Les vaches sacrées de la politique

Observer la classe politique française a quelque chose de frustrant : la gauche au pouvoir, dont les programmes sont par priorité fondés sur des valeurs héritées de l'histoire, démontre avec constance qu'elle a du mal à accepter le principe de réalité, à affronter le monde tel qu'il est. Certes, elle n'a pas renoncé à le changer. Mais elle peine à remettre en cause les idées reçues, conformismes et rentes de situation. Ce qui existe semble avoir une valeur plus grande que la nécessité de s'adapter. Les groupes et lobbies ont une stratégie efficace pour blinder leurs intérêts, les transformer en vaches sacrées, en les présentant comme des principes immémoriaux et intouchables.
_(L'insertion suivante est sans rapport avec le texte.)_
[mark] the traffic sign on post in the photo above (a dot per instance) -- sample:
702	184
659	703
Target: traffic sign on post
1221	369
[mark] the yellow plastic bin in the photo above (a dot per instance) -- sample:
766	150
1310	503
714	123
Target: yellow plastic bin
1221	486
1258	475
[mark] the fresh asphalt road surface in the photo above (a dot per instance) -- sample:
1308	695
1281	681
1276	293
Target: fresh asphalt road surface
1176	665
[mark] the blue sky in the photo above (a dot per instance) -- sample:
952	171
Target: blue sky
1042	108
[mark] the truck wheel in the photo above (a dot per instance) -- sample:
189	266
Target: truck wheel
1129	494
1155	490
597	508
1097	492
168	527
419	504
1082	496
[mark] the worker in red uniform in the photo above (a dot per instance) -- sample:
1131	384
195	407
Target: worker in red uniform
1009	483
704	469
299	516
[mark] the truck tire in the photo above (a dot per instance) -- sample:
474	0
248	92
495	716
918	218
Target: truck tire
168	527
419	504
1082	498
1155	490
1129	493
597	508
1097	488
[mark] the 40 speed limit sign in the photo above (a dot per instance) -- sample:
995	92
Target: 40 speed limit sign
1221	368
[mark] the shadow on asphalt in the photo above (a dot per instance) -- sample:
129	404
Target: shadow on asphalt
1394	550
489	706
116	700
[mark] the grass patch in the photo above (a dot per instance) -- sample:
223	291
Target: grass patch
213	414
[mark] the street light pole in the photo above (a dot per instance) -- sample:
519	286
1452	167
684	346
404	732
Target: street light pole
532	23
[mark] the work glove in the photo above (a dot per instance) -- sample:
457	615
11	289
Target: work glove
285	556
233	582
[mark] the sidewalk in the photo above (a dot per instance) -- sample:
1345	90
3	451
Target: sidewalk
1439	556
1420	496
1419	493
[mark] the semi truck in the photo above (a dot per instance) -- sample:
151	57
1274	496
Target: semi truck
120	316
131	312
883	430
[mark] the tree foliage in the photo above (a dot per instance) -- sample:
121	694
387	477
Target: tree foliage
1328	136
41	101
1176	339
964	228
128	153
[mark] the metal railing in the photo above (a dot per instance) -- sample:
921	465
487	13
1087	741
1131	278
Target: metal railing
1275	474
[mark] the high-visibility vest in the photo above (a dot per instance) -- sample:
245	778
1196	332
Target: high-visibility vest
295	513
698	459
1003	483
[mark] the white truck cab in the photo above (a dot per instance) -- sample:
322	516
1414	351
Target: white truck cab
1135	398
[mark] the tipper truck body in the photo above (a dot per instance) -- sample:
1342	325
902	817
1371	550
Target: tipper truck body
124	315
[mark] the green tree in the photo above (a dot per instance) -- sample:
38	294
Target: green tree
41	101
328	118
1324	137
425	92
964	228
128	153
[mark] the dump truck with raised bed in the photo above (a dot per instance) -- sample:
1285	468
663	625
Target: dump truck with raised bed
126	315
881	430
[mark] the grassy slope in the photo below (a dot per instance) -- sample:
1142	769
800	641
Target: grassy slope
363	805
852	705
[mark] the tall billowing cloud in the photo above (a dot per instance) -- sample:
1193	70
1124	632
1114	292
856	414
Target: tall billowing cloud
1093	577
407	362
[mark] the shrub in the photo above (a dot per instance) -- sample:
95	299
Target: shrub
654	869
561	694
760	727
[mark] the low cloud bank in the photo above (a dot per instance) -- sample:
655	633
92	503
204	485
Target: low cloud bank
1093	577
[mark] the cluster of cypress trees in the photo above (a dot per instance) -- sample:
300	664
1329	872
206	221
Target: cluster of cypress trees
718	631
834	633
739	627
Les exemples abondent : au nom de l'égalité et du droit de chacun à s'inscrire à l'université, on condamne vigoureusement la sélection à l'entrée. Ce faisant, on ferme hypocritement les yeux sur le fait que, deux ans après, quasiment une moitié des effectifs initiaux quitte les bancs de l'enseignement supérieur sans diplôme. Le système n'est pas seulement coûteux ; il constitue un gâchis humain inacceptable.
Même chose pour les droits d'inscription à l'université. Ce sont les plus bas - et de beaucoup - en Europe, soi-disant pour favoriser les plus démunis alors que ce système constitue, au contraire, une redistribution à l'envers au profit des classes moyennes élevées. Mais le lobby des conservateurs de tout poil et des syndicats étudiants empêche toute innovation comme celle effectuée, par exemple, à Sciences Po, où l'augmentation des droits pour les plus favorisés s'est accompagnée d'un accroissement considérable du nombre et du montant des bourses offertes aux moins riches.
Le même phénomène se retrouve dans de nombreux domaines : les retraites (en particulier pour les régimes spéciaux), les collectivités locales (qui nous coûtent plus cher que le système fédéral allemand), les taxes parafiscales créées pour faciliter la vie à de puissants groupes de pression, la politique du logement, etc.
Ces vaches sacrées, que les partis tendent à renforcer et défendre systématiquement quand ils sont dans l'opposition, sont source de dilemmes terribles lorsqu'ils arrivent au pouvoir. Le choix est alors cornélien : ne rien faire car les promesses sont intenables, au risque d'aggraver la situation et même d'aller à la catastrophe, ou bien démentir par les réformes le discours tenu dans l'opposition, au risque de mécontenter tout le monde et d'abord ses électeurs et militants.
C'est ce grand écart qui fragilise et affaiblit les partis, en particulier la gauche. Le PCF en est mort et le Parti socialiste en pâtit dramatiquement au profit des partis protestataires. Certes, il a bien essayé de s'adapter, mais le fossé entre discours et pratiques ne cesse de se creuser, faute d'une révision des programmes en temps et en heure. On a dit que le PS était devenu social-démocrate, à l'image de ce qui se passe en Europe du Nord depuis de nombreuses décennies. Belle découverte puisque ce modèle finalement accepté - sans toutefois le dire - est désormais bel et bien mort dans sa forme ancienne.
L'opposition de droite, comme de gauche, n'a pas seulement vocation à s'opposer au gouvernement en place. Elle doit proposer des réformes crédibles, réclamer les changements qu'elle pourra et devra mettre en oeuvre au pouvoir. Sinon, c'est le parti et, au-delà, la politique tout entière qui perdent leur crédit.